Optimizing Wireless Links for Energy Efficiency through Sleep Modes
Anders Enqvist
Abstract: To mitigate the rising power consumption of base stations, we examine the energy efficiency of wireless links utilizing advanced sleep modes. We explore rush-to-sleep strategies, where the base station dynamically scales its hardware power consumption by transmitting at certain rates to exploit idle periods for sleeping. We provide algorithms for the joint optimization of transmit power, bandwidth, and the number of antennas across deep, and micro sleep modes. We also introduce a scheduling framework that dynamically manages a buffer of mixed packet sizes and stochastic packet arrivals with varying deadlines and we analyze when a base station should transition to a sleep mode in order to minimize the power consumption.
Sustainable Semi-Decentralized Federated Learning with Stragglers
Chengxi Li
Abstract: For federated learning (FL) systems with devices that have intermittent connectivity to the central server, often referred to as stragglers, semi-decentralized FL has emerged as a promising solution. In this paradigm, non-straggler devices can relay gradients computed by stragglers to the server, enabling the use of gradient coding (GC) to mitigate the negative impact of devices that fail to communicate directly with the server. However, applying GC in semi-decentralized FL introduces substantial communication overhead due to frequent information exchange among devices, making the approach less sustainable and more energy-intensive.
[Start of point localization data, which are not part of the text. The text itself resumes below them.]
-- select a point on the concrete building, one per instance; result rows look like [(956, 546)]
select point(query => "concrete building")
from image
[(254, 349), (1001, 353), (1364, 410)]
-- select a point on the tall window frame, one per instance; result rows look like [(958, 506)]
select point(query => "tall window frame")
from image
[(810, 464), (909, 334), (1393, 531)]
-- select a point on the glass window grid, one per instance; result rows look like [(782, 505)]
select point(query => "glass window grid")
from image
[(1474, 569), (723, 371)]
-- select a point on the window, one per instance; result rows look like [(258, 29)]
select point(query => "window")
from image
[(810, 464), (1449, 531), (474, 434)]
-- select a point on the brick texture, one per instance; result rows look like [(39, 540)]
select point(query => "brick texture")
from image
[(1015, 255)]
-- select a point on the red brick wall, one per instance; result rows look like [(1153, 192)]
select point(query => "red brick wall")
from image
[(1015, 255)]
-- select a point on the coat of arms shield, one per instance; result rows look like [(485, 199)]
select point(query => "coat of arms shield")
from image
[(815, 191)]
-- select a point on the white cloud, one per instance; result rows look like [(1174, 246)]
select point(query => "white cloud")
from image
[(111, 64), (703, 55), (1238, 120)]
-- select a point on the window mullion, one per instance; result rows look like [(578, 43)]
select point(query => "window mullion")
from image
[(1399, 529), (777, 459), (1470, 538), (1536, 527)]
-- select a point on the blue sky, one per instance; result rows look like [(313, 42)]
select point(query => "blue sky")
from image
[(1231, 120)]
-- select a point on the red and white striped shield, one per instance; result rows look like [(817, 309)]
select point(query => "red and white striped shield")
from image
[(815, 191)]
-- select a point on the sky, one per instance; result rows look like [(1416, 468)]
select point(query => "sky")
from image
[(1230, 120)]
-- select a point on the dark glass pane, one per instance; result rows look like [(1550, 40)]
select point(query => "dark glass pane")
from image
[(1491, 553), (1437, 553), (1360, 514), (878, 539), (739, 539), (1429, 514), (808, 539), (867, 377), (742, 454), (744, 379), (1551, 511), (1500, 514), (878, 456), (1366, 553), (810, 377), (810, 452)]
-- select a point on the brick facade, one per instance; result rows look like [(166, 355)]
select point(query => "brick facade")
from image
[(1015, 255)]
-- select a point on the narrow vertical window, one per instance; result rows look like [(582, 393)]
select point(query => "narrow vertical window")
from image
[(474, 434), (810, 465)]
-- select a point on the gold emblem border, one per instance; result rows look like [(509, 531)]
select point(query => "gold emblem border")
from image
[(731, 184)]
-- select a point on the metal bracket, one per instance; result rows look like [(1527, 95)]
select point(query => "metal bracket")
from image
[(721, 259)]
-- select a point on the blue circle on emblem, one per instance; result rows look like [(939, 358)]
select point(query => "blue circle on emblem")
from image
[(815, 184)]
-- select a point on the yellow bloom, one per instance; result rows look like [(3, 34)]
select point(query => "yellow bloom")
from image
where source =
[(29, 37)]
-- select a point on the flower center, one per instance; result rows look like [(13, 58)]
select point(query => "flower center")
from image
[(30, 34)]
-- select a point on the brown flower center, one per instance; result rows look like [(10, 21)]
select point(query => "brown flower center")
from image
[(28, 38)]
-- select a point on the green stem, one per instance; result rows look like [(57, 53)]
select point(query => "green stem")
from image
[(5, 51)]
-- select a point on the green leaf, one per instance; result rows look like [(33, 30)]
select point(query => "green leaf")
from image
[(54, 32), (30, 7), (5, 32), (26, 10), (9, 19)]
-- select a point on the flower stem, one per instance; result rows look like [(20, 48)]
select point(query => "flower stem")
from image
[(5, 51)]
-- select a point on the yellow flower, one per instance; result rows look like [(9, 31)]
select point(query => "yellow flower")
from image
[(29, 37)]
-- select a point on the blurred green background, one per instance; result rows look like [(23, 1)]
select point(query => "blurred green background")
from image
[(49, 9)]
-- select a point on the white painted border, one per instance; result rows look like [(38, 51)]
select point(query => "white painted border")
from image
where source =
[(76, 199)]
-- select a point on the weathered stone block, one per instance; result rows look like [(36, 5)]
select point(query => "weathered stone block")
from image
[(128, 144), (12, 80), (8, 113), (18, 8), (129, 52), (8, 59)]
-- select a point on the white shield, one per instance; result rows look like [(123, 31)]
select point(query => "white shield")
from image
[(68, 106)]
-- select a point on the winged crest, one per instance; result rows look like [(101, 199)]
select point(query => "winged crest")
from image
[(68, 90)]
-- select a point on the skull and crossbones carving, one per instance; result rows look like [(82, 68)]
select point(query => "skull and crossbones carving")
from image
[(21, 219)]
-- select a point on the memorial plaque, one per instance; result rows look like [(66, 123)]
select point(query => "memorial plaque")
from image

To address this challenge, this talk introduces COFFEE, a new communication-efficient semi-decentralized FL method. In COFFEE, devices exchange information by performing a limited number of steps toward communication-optimal exact consensus before transmitting to the server. This allows each device to obtain the average of its own gradient and those of its previous neighbours at minimal communication cost. As a result, COFFEE achieves the same learning performance as existing methods while significantly reducing communication overhead, thereby improving the sustainability of FL in practical scenarios.